“Essa foto tem quase cinquenta anos.”
“Você é essa menina?”
“Sim.”
“Que graça...”
“Viu como eu tô quietinha ao lado do meu pai? Eu o adorava.”
“Por que você usava óculos?”
“Eu era estrábica, acho que do olho direito.”
“Deixa eu ver os teus olhos.”
“O que foi?”
“O direito é um pouquinho torto.”
“Os teus olhos são juntos. Alguém que não entenda a diferença pode pensar que você é estrábico.”
“Sei... Até que idade usou óculos?”
“Não lembro. Você podia limpar esse quarto, lavar a cortina. Tenho alergia a pó.”
“Descuidei um pouco da casa. Qualquer dia passo uma vassoura aqui.”
“Quando eu não estiver, por favor. Sou sensível à poeira. Aproveita e troca esse lençol.”
“Você ainda parece a menina do retrato. Tem o mesmo olhar.”
“As coisas ficam.”
“Será que o teu pai pensou na composição da imagem? É engraçado: vocês usando óculos de armações pretas, de hastes e lentes grossas.”
“Claro que ele planejou a cena. O meu pai era fotógrafo amador. Em vez de varrer o quarto, você devia comprar um aspirador de pó. É o mais adequado. Com a vassoura, a poeira vai ficar suspensa e eu vou espirrar e tossir.”
“Se a menina de óculos quer um aspirador de pó, ela terá. Me empresta o celular? Quero admirar o retrato de novo.”
“De novo?”
“Jamais vou me cansar dele. Esse retrato em preto e branco transmite um carinho um pouco engraçado, como se fosse um sonho.”

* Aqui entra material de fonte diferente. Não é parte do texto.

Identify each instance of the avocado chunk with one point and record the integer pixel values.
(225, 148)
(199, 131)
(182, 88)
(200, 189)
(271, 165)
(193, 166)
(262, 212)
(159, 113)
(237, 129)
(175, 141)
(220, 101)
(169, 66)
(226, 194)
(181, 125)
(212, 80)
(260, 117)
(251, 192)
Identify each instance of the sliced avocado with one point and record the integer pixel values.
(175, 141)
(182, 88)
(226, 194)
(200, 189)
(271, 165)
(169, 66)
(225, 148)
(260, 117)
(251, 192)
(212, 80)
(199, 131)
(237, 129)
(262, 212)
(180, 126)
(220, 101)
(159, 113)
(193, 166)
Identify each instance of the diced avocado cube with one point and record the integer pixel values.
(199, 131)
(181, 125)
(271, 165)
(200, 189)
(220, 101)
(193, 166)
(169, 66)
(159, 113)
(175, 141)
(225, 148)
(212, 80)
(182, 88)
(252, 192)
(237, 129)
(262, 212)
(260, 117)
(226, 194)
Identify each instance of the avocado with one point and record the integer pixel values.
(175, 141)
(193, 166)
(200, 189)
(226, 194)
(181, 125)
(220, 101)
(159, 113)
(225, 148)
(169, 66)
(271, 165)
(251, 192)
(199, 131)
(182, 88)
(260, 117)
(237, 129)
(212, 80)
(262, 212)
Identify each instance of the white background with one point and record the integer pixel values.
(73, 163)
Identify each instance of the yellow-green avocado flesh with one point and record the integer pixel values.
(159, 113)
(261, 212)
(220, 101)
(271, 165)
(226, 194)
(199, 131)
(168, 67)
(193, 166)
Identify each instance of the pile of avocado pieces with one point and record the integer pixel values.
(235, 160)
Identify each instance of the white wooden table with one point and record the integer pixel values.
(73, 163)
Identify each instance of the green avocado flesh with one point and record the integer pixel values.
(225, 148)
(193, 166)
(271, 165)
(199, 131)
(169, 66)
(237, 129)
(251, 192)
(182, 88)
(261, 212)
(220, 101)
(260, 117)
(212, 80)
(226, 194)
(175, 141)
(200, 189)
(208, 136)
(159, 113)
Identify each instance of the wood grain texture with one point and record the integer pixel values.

“O meu pai era cuidadoso. Ele me ensinou a fotografar.”
“Você já foi fotógrafa?”
“Na época da faculdade me dediquei bastante, até ganhei um prêmio; fiz uma foto na campanha das Diretas Já, em 1984, de um menino negro e pobre no meio de um grupo de políticos em São Paulo.”
“Onde tá essa foto?”
“Me perdi dela. Acho que vou espirrar. Quando o vento balança a cortina, mesmo de leve, o pó se espalha, tudo aqui fica enevoado.”
“Você se lembra dos detalhes do retrato?”
“Sei que o meu pai preparou a máquina pra disparar sozinha porque ele me contou isso anos depois. Do contexto não lembro. A não ser que o meu pai me mimava muito. Continuou me mimando até perder a memória. Mesmo assim, se manteve carinhoso e gentil. Quando eu o visitava, sem saber quem eu era, ele me dizia: ‘Que moça bonita.’”
“Vocês estão na sala?”
“Não sei exatamente, pois a nossa casa era muito grande... Eu gosto de viver, a vida é engraçada.”
“Também não tenho grandes reclamações. Você se lembrou de alguma coisa?”
“Comigo você está aprendendo uma existência, tenho essa impressão... Uma vez, o meu pai tinha que fotografar o casamento de um amigo. Como ele iria direto do trabalho, eu e a minha mãe fomos na frente e levamos o equipamento. Houve um problema e o meu pai se atrasou. Tomei a iniciativa. Eu devia ter uns doze anos. Fotografei toda a cerimônia.”
“Quero ver essas fotos.”
“Preciso organizar os meus álbuns. Ah, vou procurar uma em que tô de óculos com uma das lentes tampadas. Naquela época, o tratamento para o estrabismo utilizava essa técnica. Pelo menos comigo foi assim. O pior é que cobriram o meu olho bom, isso pra forçar o que estava torto a voltar para o lugar.”
“Você ainda usa óculos?”
“Por acaso eu tô de óculos?”
“Me refiro aos de leitura.”
“Na verdade, preciso de óculos por causa do astigmatismo. Mas não uso. Agora, tenho coisas mais importantes para fazer — eliminar da minha vida tudo o que é ruim e inútil. Não quero computador antigo, não quero usar calça velha, não quero mais trabalhar. E também não quero poeira no teu quarto.”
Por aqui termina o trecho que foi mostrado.